If breaks is a scalar, the data is cut into that many equal-width intervals. If breaks is a vector of break points, the category has length (breaks) - 1 groups.

The returned value is a vector of the same size as x telling which group each point in x belongs to. Groups are labelled from 1 to the number of groups; points outside the range of breaks are labelled by NaN.

See also: histc.

— Function File: c = nchoosek (n, k)

Compute the binomial coefficient or all combinations of n. If n is a scalar then, calculate the binomial coefficient of n and k, defined as

           /   \
           | n |    n (n-1) (n-2) ... (n-k+1)       n!
           |   |  = ------------------------- =  ---------
           | k |               k!                k! (n-k)!
           \   /

If n is a vector generate all combinations of the elements of n, taken k at a time, one row per combination. The resulting c has size [nchoosek (length (n), k), k].

nchoosek works only for non-negative integer arguments; use bincoeff for non-integer scalar arguments and for using vector arguments to compute many coefficients at once.

See also: bincoeff.

— Function File: perms (v)

Generate all permutations of v, one row per permutation. The result has size factorial (n) * n, where n is the length of v.

As an example, perms([1, 2, 3]) returns the matrix

            1   2   3
            2   1   3
            1   3   2
            2   3   1
            3   1   2
            3   2   1

— Function File: ranks (x, dim)

Return the ranks of x along the first non-singleton dimension adjusted for ties. If the optional argument dim is given, operate along this dimension.

See also: spearman, kendall.

— Function File: run_count (x, n)
— Function File: run_count (x, n, dim)

Count the upward runs along the first non-singleton dimension of x of length 1, 2, ..., n-1 and greater than or equal to n.

If the optional argument dim is given then operate along this dimension.

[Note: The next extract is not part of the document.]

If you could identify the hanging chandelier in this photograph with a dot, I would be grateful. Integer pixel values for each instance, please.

— Function File: probit (p)

For each component of p, return the probit (the quantile of the standard normal distribution) of p.

— Function File: logit (p)

For each component of p, return the logit of p defined as

          logit(p) = log (p / (1-p))

See also: logistic_cdf.

— Function File: cloglog (x)

Return the complementary log-log function of x, defined as

          cloglog(x) = - log (- log (x))

— Function File: mahalanobis (x, y)

Return the Mahalanobis' D-square distance between the multivariate samples x and y, which must have the same number of components (columns), but may have a different number of observations (rows).

— Function File: [t, l_x] = table (x)
— Function File: [t, l_x, l_y] = table (x, y)

Create a contingency table t from data vectors. The l_x and l_y vectors are the corresponding levels.

Currently, only 1- and 2-dimensional tables are supported.